La raccomandazione del Mediatore
Alla luce di quanto esposto, il Mediatore riformula il suo progetto di raccomandazione in una raccomandazione al Consiglio nei seguenti termini:
Il Consiglio dell'Unione europea dovrebbe riconsiderare il suo rifiuto di decidere di riunirsi in seduta pubblica ogniqualvolta deliberi in qualità di legislatore.
Il Parlamento europeo potrebbe prendere in considerazione la possibilità di adottare tale raccomandazione sotto forma di risoluzione.
Strasburgo, 4 ottobre 2005
P. Nikiforos DIAMANDOUROS
[1] Decisione del Parlamento europeo, n. 94/262 del 9 marzo 1994, sullo Statuto e le condizioni generali per l'esercizio delle funzioni del Mediatore, GU L 113 del 1994, pag. 15.
[2] GU L 230 del 2002, pag. 7. Il testo di queste disposizioni è riportato nel progetto di raccomandazione del Mediatore relativo al caso in esame, disponibile (in inglese e tedesco) sul sito Web del Mediatore europeo (http://www.euro-ombudsman.eu.int).
[3] Cfr. pagg. 22-23.
[4] Cfr. relazione annuale del Mediatore per il 2002, pag. 18.

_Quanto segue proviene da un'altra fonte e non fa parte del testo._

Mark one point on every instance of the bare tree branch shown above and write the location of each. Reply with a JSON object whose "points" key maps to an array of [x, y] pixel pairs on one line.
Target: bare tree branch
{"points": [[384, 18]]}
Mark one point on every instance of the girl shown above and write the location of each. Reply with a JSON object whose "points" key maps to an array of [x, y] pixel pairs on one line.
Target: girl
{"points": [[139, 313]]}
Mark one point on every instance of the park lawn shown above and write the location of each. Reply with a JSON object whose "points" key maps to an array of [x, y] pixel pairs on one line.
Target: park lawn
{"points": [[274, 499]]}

[5] Può risultare utile sottolineare che l'art. 49, par. 2, del progetto di trattato costituzionale è diventato l'art. 50, par. 2, del trattato che adotta una Costituzione per l'Europa ed è stato leggermente modificato nella formula. La disposizione è ormai espressa come segue: "Il Parlamento europeo si riunisce in seduta pubblica, così come il Consiglio allorché delibera e vota in relazione ad un progetto di atto legislativo."